Une dette plus que doublée depuis 2021
Victor Font insiste également sur l’évolution rapide et inquiétante de cette dette. À l’arrivée de Joan Laporta à la présidence en 2021, elle s’élevait à environ un milliard d’euros. En seulement quelques années, elle aurait donc plus que doublé. Mais l’opposant ne se contente pas de critiquer les chiffres. Il dénonce aussi la gestion interne du club, marquée selon lui par le départ de dirigeants expérimentés et de hauts responsables, remplacés « par des proches ou des amis de Laporta ». Une méthode qui aurait conduit à « un manque de professionnalisme » et à « une improvisation constante » au sommet du club.
Le modèle de gouvernance en danger ?
Au-delà de l’aspect financier, Victor Font alerte sur une menace plus structurelle. Il met en garde contre la stratégie du Real Madrid sous Florentino Pérez, qui tend à réduire le contrôle direct des membres sur la gouvernance du club. Une trajectoire qu’il redoute de voir Joan Laporta emprunter à son tour, mettant en péril le modèle historique du FC Barcelone.
Pour « Nosotros », l’une des priorités absolues reste de « préserver le modèle de propriété actuel, fondé sur le contrôle des socios », et de lutter activement contre toute réforme susceptible d’affaiblir cette structure.

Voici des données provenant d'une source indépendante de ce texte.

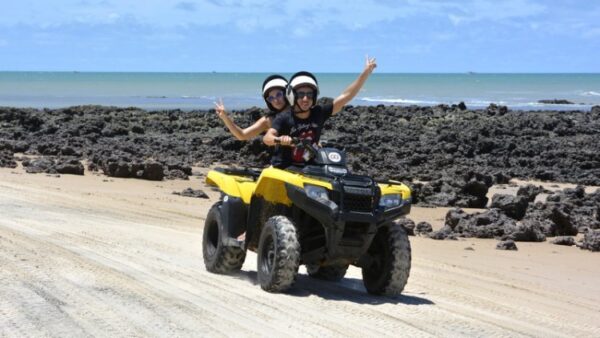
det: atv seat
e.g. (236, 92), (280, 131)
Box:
(214, 168), (261, 181)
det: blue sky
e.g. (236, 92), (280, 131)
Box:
(0, 0), (600, 73)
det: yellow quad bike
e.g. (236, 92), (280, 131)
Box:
(202, 140), (411, 295)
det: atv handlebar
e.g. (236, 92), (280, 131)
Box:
(275, 137), (317, 158)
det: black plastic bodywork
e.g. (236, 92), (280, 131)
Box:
(286, 175), (410, 265)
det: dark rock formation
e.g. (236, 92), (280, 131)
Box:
(496, 239), (519, 251)
(579, 230), (600, 252)
(550, 236), (575, 246)
(173, 188), (208, 198)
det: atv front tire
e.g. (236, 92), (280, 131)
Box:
(306, 265), (349, 282)
(202, 202), (246, 273)
(256, 216), (300, 292)
(362, 223), (411, 296)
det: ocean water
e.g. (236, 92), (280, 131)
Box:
(0, 72), (600, 110)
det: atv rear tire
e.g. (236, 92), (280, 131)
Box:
(256, 216), (300, 292)
(202, 202), (246, 273)
(362, 223), (411, 296)
(306, 265), (349, 282)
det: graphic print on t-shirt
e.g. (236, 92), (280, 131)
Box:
(292, 129), (315, 163)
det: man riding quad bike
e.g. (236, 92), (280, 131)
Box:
(202, 139), (411, 295)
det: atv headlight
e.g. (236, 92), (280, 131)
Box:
(304, 184), (329, 201)
(327, 166), (348, 175)
(379, 194), (402, 208)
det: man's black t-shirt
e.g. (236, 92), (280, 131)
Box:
(271, 104), (333, 168)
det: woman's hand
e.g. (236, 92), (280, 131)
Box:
(215, 98), (227, 119)
(365, 55), (377, 73)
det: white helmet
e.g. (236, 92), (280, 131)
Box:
(263, 74), (288, 112)
(285, 71), (319, 106)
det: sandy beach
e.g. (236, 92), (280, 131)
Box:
(0, 167), (600, 337)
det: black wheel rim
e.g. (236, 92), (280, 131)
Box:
(206, 222), (219, 256)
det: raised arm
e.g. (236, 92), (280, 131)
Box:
(332, 55), (377, 114)
(215, 99), (269, 141)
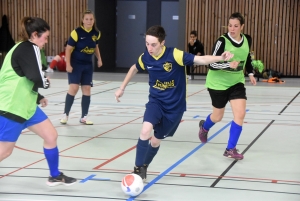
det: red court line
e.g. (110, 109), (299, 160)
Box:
(170, 172), (300, 184)
(187, 88), (206, 97)
(45, 81), (111, 98)
(0, 116), (143, 179)
(0, 158), (45, 179)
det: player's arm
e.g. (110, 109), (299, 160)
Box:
(245, 34), (256, 85)
(95, 44), (102, 67)
(245, 34), (254, 76)
(95, 31), (102, 67)
(209, 37), (230, 70)
(115, 64), (138, 102)
(12, 43), (49, 91)
(194, 51), (233, 65)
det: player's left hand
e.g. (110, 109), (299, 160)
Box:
(115, 89), (124, 102)
(249, 75), (256, 85)
(97, 59), (102, 68)
(40, 98), (48, 107)
(221, 51), (234, 61)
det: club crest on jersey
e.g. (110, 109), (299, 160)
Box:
(92, 35), (97, 42)
(163, 62), (172, 72)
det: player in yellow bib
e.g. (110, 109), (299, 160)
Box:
(199, 13), (256, 160)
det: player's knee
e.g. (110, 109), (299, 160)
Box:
(151, 136), (161, 147)
(43, 129), (58, 147)
(211, 115), (223, 123)
(140, 128), (152, 140)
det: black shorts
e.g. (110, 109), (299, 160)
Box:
(207, 83), (247, 109)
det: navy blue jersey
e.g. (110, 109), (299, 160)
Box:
(136, 47), (195, 113)
(68, 26), (101, 64)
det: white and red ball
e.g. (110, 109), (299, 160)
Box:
(121, 174), (144, 196)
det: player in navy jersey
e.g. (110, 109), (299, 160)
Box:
(60, 10), (102, 125)
(115, 26), (237, 180)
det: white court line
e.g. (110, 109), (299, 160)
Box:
(0, 198), (58, 201)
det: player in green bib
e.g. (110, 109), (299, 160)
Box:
(0, 17), (76, 186)
(199, 13), (256, 160)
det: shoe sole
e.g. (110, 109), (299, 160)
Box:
(79, 121), (94, 126)
(46, 181), (77, 187)
(223, 155), (244, 160)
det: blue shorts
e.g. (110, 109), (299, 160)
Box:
(144, 102), (183, 139)
(0, 106), (48, 142)
(68, 62), (94, 86)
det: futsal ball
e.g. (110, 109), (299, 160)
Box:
(121, 174), (144, 196)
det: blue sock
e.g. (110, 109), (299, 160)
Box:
(44, 147), (60, 177)
(144, 143), (159, 165)
(135, 138), (149, 167)
(227, 121), (243, 150)
(203, 114), (215, 131)
(81, 95), (91, 118)
(65, 94), (75, 116)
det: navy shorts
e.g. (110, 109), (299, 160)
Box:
(68, 62), (94, 86)
(0, 107), (48, 142)
(144, 102), (183, 139)
(208, 83), (247, 109)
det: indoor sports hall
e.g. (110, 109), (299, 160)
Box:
(0, 72), (300, 201)
(0, 0), (300, 201)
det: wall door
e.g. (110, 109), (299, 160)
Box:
(161, 1), (179, 47)
(116, 0), (147, 68)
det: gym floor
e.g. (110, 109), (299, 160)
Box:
(0, 71), (300, 201)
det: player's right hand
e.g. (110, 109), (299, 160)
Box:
(66, 65), (73, 73)
(229, 61), (240, 68)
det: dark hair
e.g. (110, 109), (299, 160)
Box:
(190, 30), (197, 37)
(81, 10), (99, 31)
(146, 25), (166, 43)
(20, 17), (50, 41)
(229, 12), (245, 25)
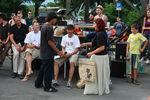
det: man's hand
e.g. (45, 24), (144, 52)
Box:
(140, 48), (144, 53)
(15, 45), (20, 52)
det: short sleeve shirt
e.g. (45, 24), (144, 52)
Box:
(40, 23), (54, 60)
(127, 33), (146, 54)
(61, 34), (80, 53)
(24, 31), (41, 46)
(10, 24), (28, 46)
(92, 31), (107, 55)
(0, 23), (10, 40)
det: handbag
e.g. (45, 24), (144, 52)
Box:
(79, 59), (96, 82)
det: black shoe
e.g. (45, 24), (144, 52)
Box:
(44, 87), (58, 92)
(11, 73), (17, 78)
(18, 74), (24, 79)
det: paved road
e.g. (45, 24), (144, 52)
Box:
(0, 59), (150, 100)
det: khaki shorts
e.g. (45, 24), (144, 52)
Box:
(25, 48), (40, 60)
(55, 54), (78, 66)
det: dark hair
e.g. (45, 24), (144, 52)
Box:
(46, 12), (58, 22)
(0, 13), (7, 21)
(94, 18), (105, 31)
(67, 24), (74, 30)
(89, 13), (95, 16)
(131, 24), (139, 29)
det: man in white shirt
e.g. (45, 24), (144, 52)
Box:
(94, 5), (108, 25)
(22, 22), (41, 81)
(53, 25), (80, 88)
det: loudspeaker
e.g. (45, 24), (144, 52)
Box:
(115, 42), (127, 61)
(110, 60), (126, 78)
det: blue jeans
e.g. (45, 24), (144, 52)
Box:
(141, 33), (150, 60)
(35, 59), (54, 90)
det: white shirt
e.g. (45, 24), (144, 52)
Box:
(24, 31), (41, 46)
(61, 34), (80, 53)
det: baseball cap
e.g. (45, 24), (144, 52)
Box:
(46, 12), (58, 22)
(96, 5), (104, 10)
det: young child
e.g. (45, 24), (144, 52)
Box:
(126, 24), (148, 85)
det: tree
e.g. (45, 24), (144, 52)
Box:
(30, 0), (45, 17)
(0, 0), (28, 15)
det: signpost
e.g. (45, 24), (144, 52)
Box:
(116, 2), (122, 17)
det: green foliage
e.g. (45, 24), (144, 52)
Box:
(124, 11), (141, 26)
(103, 3), (117, 23)
(104, 3), (141, 26)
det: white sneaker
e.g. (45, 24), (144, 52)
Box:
(146, 59), (150, 64)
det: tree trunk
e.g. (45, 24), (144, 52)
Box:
(34, 3), (40, 17)
(84, 0), (90, 22)
(65, 0), (71, 19)
(140, 0), (148, 15)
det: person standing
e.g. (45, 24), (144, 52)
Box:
(81, 18), (110, 95)
(17, 10), (27, 25)
(126, 24), (148, 85)
(53, 25), (80, 88)
(0, 14), (11, 65)
(10, 16), (28, 79)
(25, 11), (33, 27)
(21, 22), (41, 82)
(35, 12), (63, 92)
(94, 5), (108, 26)
(113, 17), (128, 36)
(140, 10), (150, 64)
(86, 5), (108, 42)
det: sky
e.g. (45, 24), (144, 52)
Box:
(25, 0), (54, 5)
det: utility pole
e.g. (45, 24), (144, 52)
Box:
(65, 0), (71, 19)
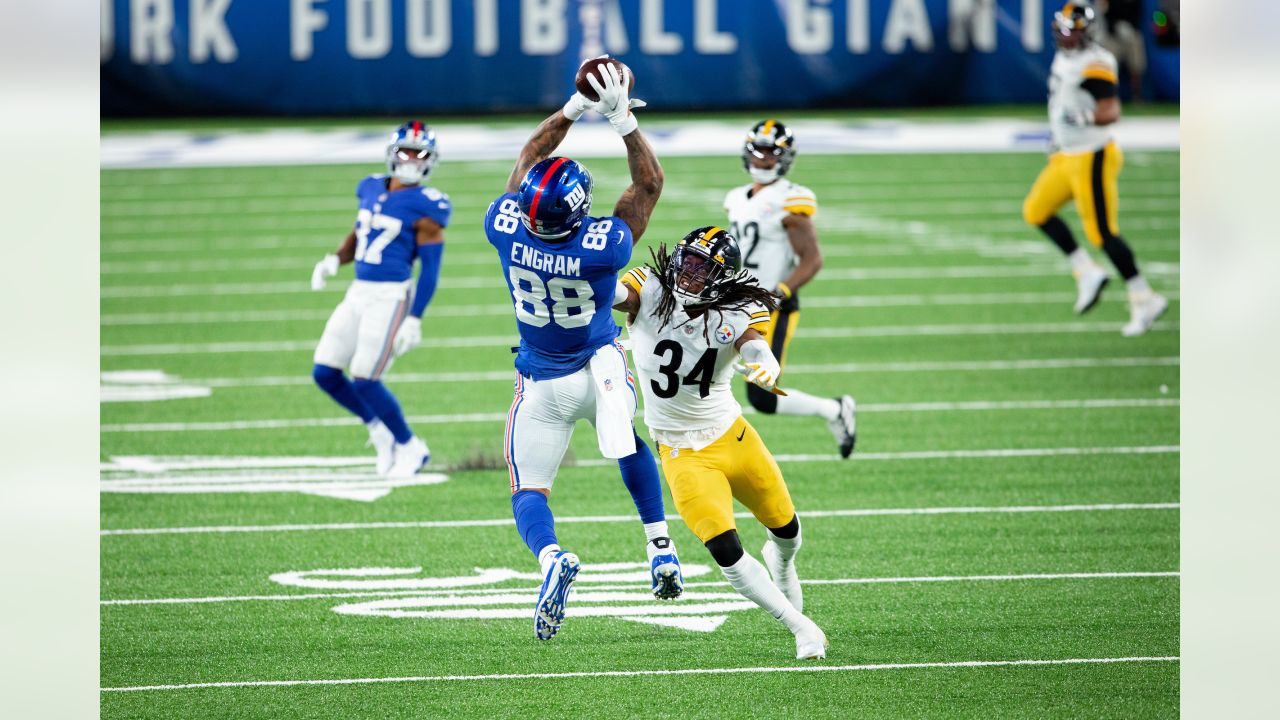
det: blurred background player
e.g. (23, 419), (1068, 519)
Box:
(484, 58), (684, 639)
(724, 119), (858, 457)
(1023, 0), (1169, 337)
(1098, 0), (1147, 102)
(311, 120), (452, 477)
(617, 227), (827, 659)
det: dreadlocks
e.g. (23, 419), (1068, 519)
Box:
(649, 242), (778, 343)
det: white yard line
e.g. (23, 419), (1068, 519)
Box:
(101, 656), (1180, 693)
(101, 397), (1180, 433)
(100, 289), (1180, 326)
(99, 502), (1181, 536)
(99, 322), (1179, 356)
(99, 570), (1181, 606)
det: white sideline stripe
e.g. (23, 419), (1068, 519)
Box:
(100, 264), (1095, 299)
(101, 655), (1180, 693)
(99, 502), (1181, 535)
(100, 291), (1180, 325)
(184, 357), (1178, 387)
(99, 570), (1181, 606)
(101, 397), (1180, 433)
(100, 322), (1179, 356)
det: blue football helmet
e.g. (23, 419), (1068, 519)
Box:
(516, 158), (591, 240)
(387, 120), (440, 184)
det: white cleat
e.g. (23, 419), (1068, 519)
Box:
(827, 395), (858, 457)
(760, 539), (804, 612)
(1120, 291), (1169, 337)
(369, 420), (396, 475)
(1075, 260), (1111, 315)
(534, 551), (582, 641)
(796, 609), (829, 660)
(387, 436), (431, 478)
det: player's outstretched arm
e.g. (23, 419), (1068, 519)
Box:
(311, 231), (356, 290)
(777, 213), (822, 300)
(507, 110), (577, 192)
(613, 128), (664, 240)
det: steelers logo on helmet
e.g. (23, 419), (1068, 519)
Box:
(387, 120), (439, 184)
(1053, 0), (1097, 50)
(666, 225), (742, 306)
(742, 118), (796, 183)
(716, 325), (733, 345)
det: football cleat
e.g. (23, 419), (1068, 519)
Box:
(1075, 265), (1111, 315)
(1120, 291), (1169, 337)
(760, 539), (804, 612)
(534, 551), (582, 641)
(387, 436), (431, 478)
(366, 420), (396, 475)
(827, 395), (858, 457)
(648, 538), (685, 600)
(796, 609), (831, 660)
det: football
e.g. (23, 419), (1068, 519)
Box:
(573, 58), (636, 102)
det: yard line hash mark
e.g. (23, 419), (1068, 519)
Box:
(101, 656), (1180, 693)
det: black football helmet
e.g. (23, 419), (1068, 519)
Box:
(666, 225), (742, 306)
(1053, 0), (1097, 50)
(742, 118), (796, 177)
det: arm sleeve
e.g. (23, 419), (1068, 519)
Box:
(408, 242), (444, 318)
(419, 187), (453, 228)
(608, 218), (632, 273)
(782, 184), (818, 215)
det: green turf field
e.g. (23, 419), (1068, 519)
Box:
(101, 144), (1180, 717)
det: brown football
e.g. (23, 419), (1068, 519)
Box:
(573, 58), (636, 102)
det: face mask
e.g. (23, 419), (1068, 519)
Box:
(746, 165), (780, 184)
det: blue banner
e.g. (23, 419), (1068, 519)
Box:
(101, 0), (1179, 115)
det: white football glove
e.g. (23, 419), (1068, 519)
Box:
(586, 63), (648, 136)
(392, 315), (422, 357)
(311, 252), (342, 290)
(735, 363), (778, 392)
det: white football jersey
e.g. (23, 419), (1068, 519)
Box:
(1048, 42), (1116, 154)
(628, 268), (769, 450)
(724, 177), (818, 290)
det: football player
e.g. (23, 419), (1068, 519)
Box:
(1023, 0), (1169, 337)
(484, 58), (684, 641)
(311, 120), (452, 477)
(617, 227), (827, 659)
(724, 119), (858, 457)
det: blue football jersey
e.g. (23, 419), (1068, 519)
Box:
(356, 174), (453, 282)
(484, 192), (631, 380)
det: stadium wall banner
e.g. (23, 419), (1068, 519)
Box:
(100, 0), (1179, 115)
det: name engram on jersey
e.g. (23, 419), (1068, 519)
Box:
(484, 192), (631, 380)
(724, 177), (818, 288)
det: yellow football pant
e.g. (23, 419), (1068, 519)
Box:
(658, 418), (796, 543)
(1023, 141), (1124, 247)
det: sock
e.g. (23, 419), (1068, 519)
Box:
(1125, 275), (1151, 295)
(511, 489), (559, 564)
(618, 437), (667, 525)
(1068, 247), (1097, 275)
(311, 363), (376, 424)
(777, 388), (840, 420)
(644, 520), (671, 543)
(721, 553), (805, 633)
(1039, 215), (1080, 255)
(352, 378), (413, 445)
(769, 520), (800, 562)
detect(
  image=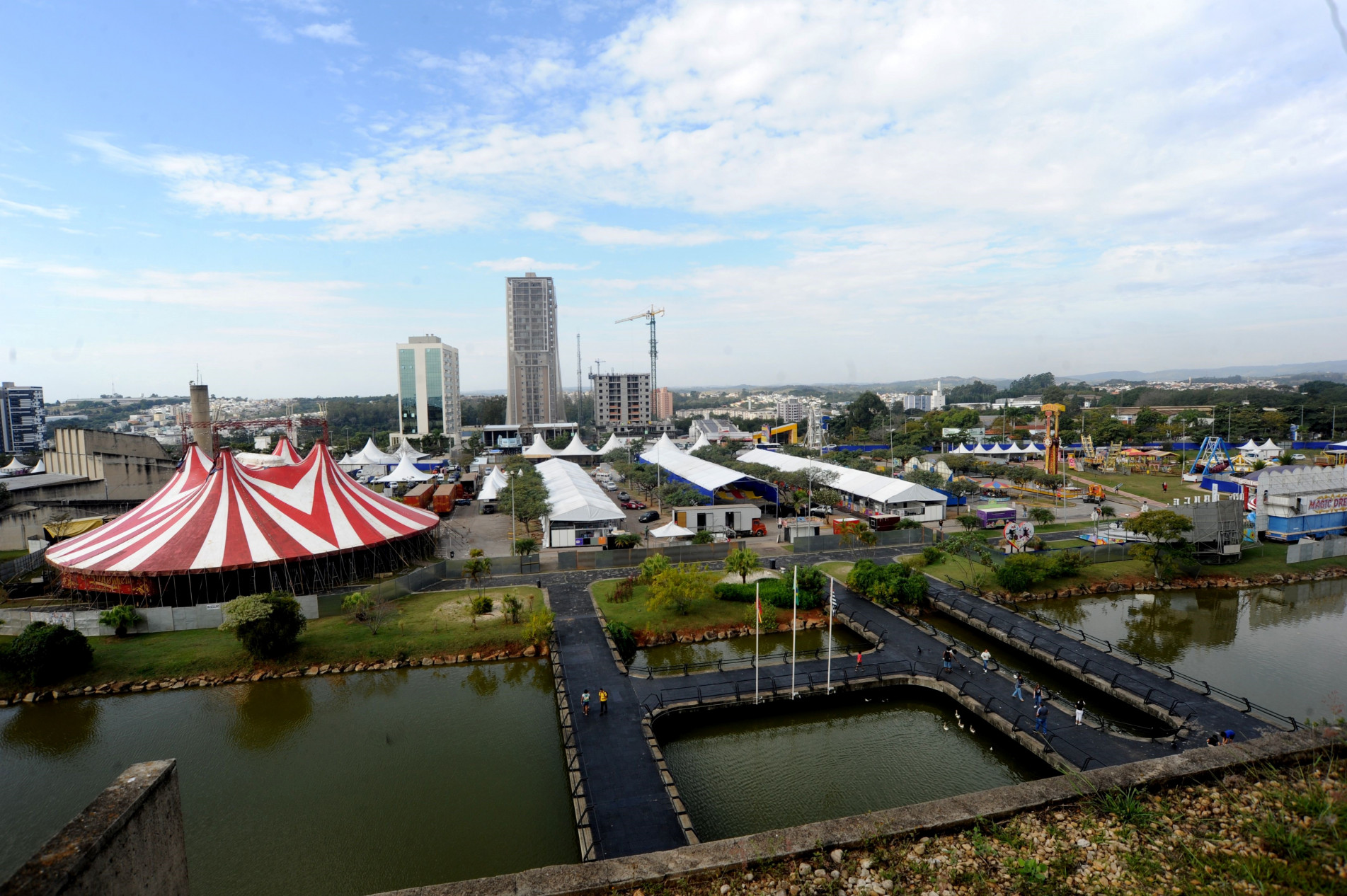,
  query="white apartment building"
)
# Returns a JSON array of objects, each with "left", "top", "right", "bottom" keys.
[{"left": 397, "top": 334, "right": 464, "bottom": 444}]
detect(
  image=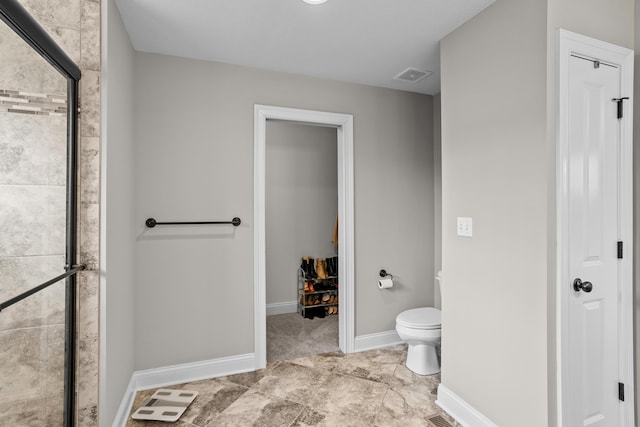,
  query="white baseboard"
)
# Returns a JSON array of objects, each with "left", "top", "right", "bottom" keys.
[
  {"left": 112, "top": 373, "right": 136, "bottom": 427},
  {"left": 436, "top": 384, "right": 498, "bottom": 427},
  {"left": 353, "top": 330, "right": 403, "bottom": 353},
  {"left": 267, "top": 301, "right": 298, "bottom": 316},
  {"left": 113, "top": 353, "right": 256, "bottom": 427}
]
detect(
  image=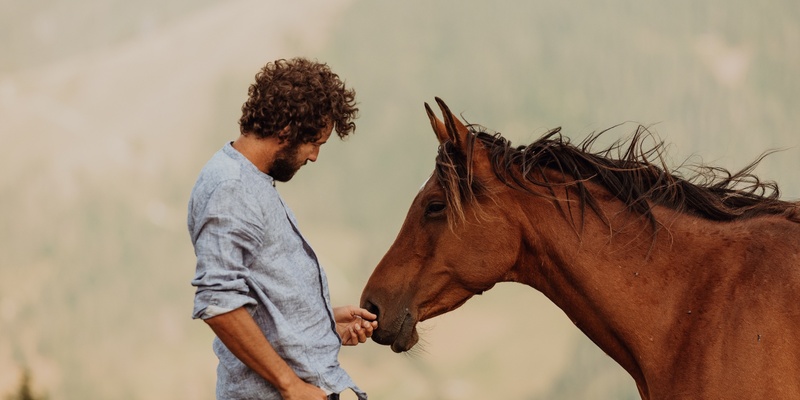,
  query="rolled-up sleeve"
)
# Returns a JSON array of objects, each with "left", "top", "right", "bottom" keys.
[{"left": 190, "top": 180, "right": 264, "bottom": 319}]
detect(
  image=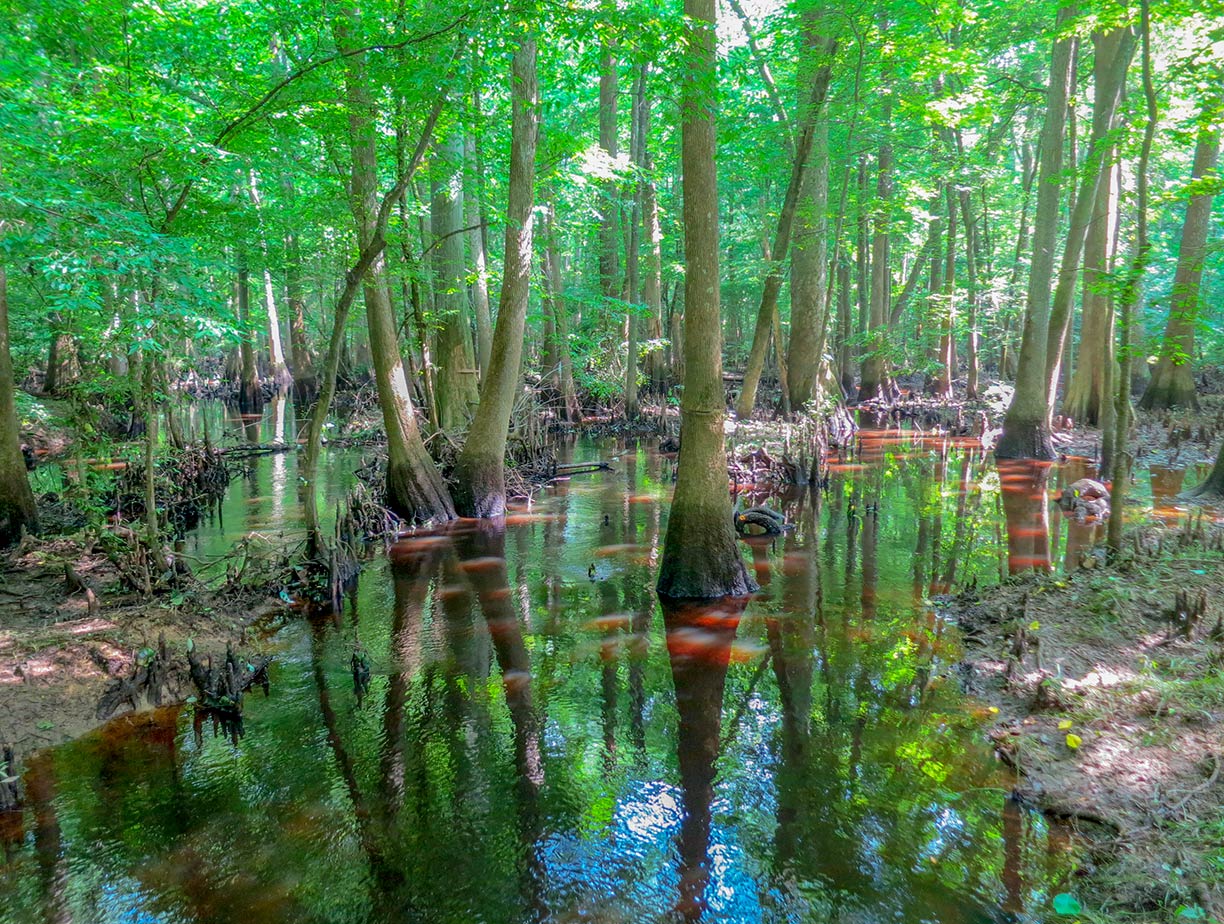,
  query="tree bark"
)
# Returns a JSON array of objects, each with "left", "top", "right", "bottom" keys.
[
  {"left": 332, "top": 6, "right": 454, "bottom": 521},
  {"left": 995, "top": 9, "right": 1075, "bottom": 459},
  {"left": 454, "top": 27, "right": 540, "bottom": 516},
  {"left": 777, "top": 9, "right": 835, "bottom": 409},
  {"left": 0, "top": 266, "right": 38, "bottom": 547},
  {"left": 1140, "top": 96, "right": 1224, "bottom": 410},
  {"left": 1045, "top": 28, "right": 1135, "bottom": 416},
  {"left": 736, "top": 39, "right": 836, "bottom": 420},
  {"left": 247, "top": 170, "right": 293, "bottom": 392},
  {"left": 430, "top": 129, "right": 480, "bottom": 432},
  {"left": 282, "top": 174, "right": 318, "bottom": 401},
  {"left": 236, "top": 253, "right": 263, "bottom": 414},
  {"left": 657, "top": 0, "right": 755, "bottom": 598}
]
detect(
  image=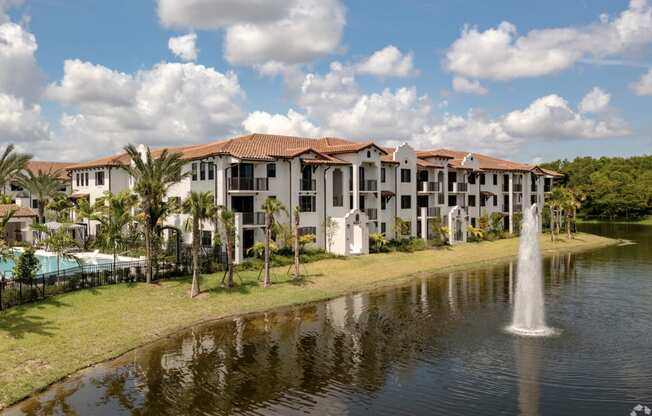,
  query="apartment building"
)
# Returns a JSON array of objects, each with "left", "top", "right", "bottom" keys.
[{"left": 67, "top": 134, "right": 557, "bottom": 259}]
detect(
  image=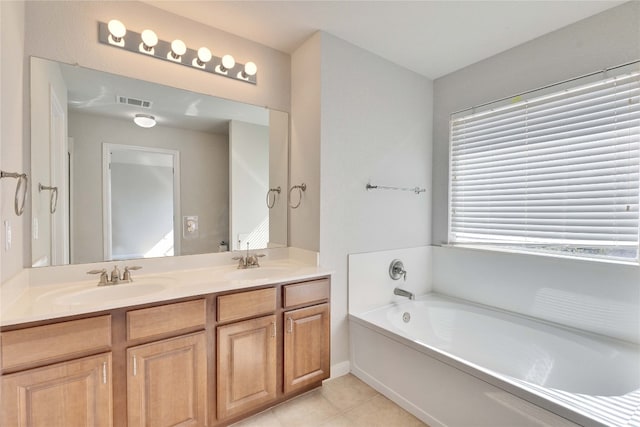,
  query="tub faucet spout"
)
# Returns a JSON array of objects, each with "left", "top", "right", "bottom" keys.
[{"left": 393, "top": 288, "right": 416, "bottom": 300}]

Face à cette situation, le mouvement insiste sur « la nécessité d’une gestion plus rigoureuse et plus transparente » afin de sortir le club de la spirale de l’endettement et de restaurer la confiance des socios. Plus qu’un simple débat électoral, l’avenir économique et institutionnel du FC Barcelone apparaît désormais comme un enjeu vital pour la survie de son identité.